VMWare is a powerful tool, and monitoring is a critical service. How does one monitor such an integral piece of infrastructure, and what do they monitor it with? There are powerful commercial ways of monitoring VMware, however, for those with existing SNMP based systems in place, specifically cacti, there are options. To that end, I’ll set aside my strong distaste for SNMP [yet again], because those are for a larger, less useful series of posts.
Luckily for those of us that need it there exists in that vast wilderness we call the internet, a user contributed cacti template for monitoring basic functionality with SNMP and cacti and it is available here, and with the full thread being worth a read here. Since VMWare ESXi doesn’t have SNMP enabled (or really exposed from what I can tell), you have to do some CLI jockeying to make it work. Full disclosure, I’m not a vmware expert by any stretch of the imagination, but I have been hacking at it for a few years because it is low overhead to use comparatively speaking, offers a free version for my lab, makes a nice contrast to my KVM system and is widely deployed, so I want to understand it. Your mileage may vary with what I’ve got here.
Enabling ssh is beyond the scope of this post but details can be found here. It’s fairly straightforward.vmware-snmp-device
Details of enabling SNMP for vmware 5.5 can be found here, essentially one simply needs to run the following commands from within an ssh session:
esxcli  system snmp set --communities <community>
esxcli system snmp set --port 161
esxcli system snmp set --enable true
Getting the cacti scripts in place is a little more involved, but it’s still pretty simple. Using the importer just add the new template. Screenshot 2015-01-10 10.09.09
 Once that is imported you’ll need to move some scripts into place within the cacti system as below (adjust your paths as needed; I moved them directly from my workstation into place)
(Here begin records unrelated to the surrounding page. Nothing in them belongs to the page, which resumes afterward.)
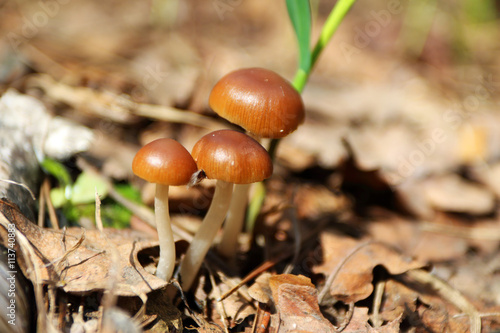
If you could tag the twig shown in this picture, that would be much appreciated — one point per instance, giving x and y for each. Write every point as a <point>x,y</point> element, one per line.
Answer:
<point>450,294</point>
<point>256,272</point>
<point>377,301</point>
<point>21,185</point>
<point>336,270</point>
<point>292,212</point>
<point>491,233</point>
<point>220,305</point>
<point>109,299</point>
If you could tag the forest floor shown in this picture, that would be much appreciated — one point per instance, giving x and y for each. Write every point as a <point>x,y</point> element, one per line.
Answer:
<point>382,214</point>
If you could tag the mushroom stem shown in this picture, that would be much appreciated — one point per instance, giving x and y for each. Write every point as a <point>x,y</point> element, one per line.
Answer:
<point>166,264</point>
<point>206,233</point>
<point>234,221</point>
scp ss_esxi_vhosts.php netmon:/var/lib/cacti/scripts/
scp cacte_esxi_template/resource/snmp_queries/* netmon:/usr/share/cacti/resource/snmp_queries/

Then adjust the template being used for your ESXi server or add it as a new host if it was not there already. The new template should show up in the list.
Once complete the cacti server should start graphing and checking uptime, etc. IF it does not, make sure the scripts are in place and have the correct permissions. It’s also useful (although not required) to add the additional parameters to the host.
Once complete, the cacti system should be able to baseline (and alert if so desited, using thresholds) on any of the newly added variables, including number of VMs, number of VMs using vmware tools, number of VMs running, disk space, processes, network traffic, etc.
vmware-create-graphs
 

I have yet to be able to get successful CPU graphs, but I suspect it is user error on my part and I’ve not investigated yet. Overall, I’d call it a pretty bigwin for anyone that has an existing cacti installation and wants to include their vmware system(s). It should also be said that the readme that accompanies the template is relatively useful.